I just stocked up on chicken and turkey today.







I am thinking your dog had a cooked chicken bone, years ago, not a raw one.
I have give the pups bones from Fish, Rabbit, Deer, Turkey and Chicken. Everything went down find and watched it come out fine. When you read the Raw diet board you will see some people have been doing this for over 10+ years. Never anyone saying that Raw has killed any of there numerous pets. 
I don't give pork due to health reasons for the dogs. And beef will be recreational as they are just to big. Mace and Rex have not had all their puppy teeth come out yet.

I hope Jager feels better soon.


----------



## bosco146 (Jan 30, 2004)

I have never sat and watched my dogs eat, until I put them on raw. Its enjoyable to watch them tear into a chicken quarter for some reason.


----------



## mspiker03 (Dec 7, 2006)

> Originally Posted By: maya-newmama
> 3. Is it okay to feed the liver / kidney / heart just once or twice a week, say every saturday/sunday (instead of a little every meal)? The local butcher requires me to buy the internal organs by "set" or "per animal slaughtered". One "set" could be about 4 to 5 kilos worth of heart+liver+kidneys etc.
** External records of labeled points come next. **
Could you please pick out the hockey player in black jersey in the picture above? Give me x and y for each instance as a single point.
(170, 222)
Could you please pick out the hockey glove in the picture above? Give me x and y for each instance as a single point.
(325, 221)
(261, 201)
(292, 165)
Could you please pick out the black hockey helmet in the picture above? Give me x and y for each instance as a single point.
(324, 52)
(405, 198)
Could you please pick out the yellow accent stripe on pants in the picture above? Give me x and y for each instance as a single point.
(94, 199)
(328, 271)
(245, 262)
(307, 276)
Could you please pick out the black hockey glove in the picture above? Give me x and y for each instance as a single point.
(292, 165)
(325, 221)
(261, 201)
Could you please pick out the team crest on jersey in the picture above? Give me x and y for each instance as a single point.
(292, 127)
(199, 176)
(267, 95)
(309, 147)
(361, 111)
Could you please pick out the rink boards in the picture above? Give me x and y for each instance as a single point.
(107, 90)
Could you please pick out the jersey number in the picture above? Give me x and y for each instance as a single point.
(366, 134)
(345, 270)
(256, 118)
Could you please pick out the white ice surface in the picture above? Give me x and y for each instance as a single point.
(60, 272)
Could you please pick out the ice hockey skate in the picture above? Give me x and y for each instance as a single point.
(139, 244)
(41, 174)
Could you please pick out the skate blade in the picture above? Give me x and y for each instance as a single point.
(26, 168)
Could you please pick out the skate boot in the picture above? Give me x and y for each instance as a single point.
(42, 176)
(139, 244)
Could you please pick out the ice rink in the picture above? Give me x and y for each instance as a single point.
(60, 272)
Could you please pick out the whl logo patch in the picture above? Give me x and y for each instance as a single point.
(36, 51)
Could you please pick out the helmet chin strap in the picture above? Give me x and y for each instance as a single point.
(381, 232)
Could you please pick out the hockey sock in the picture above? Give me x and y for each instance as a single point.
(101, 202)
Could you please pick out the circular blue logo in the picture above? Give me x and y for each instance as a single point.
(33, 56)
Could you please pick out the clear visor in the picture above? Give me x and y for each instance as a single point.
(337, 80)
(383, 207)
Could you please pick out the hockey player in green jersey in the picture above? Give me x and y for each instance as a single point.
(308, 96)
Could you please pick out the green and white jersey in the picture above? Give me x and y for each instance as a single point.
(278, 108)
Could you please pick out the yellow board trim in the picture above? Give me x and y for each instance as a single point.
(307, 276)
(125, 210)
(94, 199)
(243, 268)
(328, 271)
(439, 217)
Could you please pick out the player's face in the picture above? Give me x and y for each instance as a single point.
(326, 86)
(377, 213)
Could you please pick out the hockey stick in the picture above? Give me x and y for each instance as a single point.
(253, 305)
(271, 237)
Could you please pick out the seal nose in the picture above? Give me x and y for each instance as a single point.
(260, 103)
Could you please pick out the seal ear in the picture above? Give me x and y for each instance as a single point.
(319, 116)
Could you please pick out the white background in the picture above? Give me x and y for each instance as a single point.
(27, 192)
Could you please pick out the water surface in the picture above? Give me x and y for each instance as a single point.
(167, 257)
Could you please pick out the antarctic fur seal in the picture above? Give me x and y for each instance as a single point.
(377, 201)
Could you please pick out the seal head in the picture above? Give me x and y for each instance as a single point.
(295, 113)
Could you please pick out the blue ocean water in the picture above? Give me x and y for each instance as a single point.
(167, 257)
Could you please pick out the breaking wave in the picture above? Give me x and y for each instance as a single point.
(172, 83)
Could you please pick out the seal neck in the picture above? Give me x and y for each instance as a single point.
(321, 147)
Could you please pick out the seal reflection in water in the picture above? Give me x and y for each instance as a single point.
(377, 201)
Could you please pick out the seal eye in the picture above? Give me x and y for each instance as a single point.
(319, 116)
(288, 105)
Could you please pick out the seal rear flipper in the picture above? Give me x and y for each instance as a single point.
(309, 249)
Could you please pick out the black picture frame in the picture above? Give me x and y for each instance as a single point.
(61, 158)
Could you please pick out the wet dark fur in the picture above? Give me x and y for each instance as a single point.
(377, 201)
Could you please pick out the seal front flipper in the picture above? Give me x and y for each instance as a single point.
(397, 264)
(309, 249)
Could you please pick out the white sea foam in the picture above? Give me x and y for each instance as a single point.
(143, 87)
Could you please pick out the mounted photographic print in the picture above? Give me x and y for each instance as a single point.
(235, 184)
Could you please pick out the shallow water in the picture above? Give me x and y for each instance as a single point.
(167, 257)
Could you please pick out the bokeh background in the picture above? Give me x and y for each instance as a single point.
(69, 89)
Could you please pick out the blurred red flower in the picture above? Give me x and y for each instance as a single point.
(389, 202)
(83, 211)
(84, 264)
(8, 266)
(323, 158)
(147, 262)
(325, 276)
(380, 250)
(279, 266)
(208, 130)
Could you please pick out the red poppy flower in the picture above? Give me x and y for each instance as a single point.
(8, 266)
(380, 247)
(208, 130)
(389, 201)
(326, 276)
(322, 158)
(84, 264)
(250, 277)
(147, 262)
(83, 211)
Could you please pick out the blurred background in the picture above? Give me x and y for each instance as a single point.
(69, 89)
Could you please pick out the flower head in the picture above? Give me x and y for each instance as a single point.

So if I feed jager a kilo a week... it'll take 4 weeks to consume one "set". I hear they dnt need that much of organs... is a kilo a week of internal organs too much? and How long do these internal organs keep when frozen? If i buy now will it keep till the end of the month?! :-O


I keep meat frozen for way longer than a month! You should be fine. Also, for raw diet purposes, heart is considered a Muscle Meat and not an Organ Meat (liver and kidney are Organ Meats).

I am not going to comment on the amount (my conversion sucks).


----------



## larrydee33 (Feb 25, 2007)

If you are going to a totally raw diet I would add a supplement like Canine Complete at least in the beginning or till you get your dogs raw diet down pat. So you can be assured he is getting everything in his diet he is supposed to get.


----------



## maya-newmama (Jul 25, 2008)

Thank you everyone for such helpful advise. I've settled on this diet for jager for this week:
2 chicken quarters x 3 times a day
100 grams of chicken offal / liver + 2 spoons of carrot puree - once a day
= total of approximately 900 grams of food per day.

I also give 1 tablet of vitatroy vitamin supplement a day (thanks larrydee).

Oh and bosco146... I love to watch jager tear thru his chicken quarter too! Haha!


----------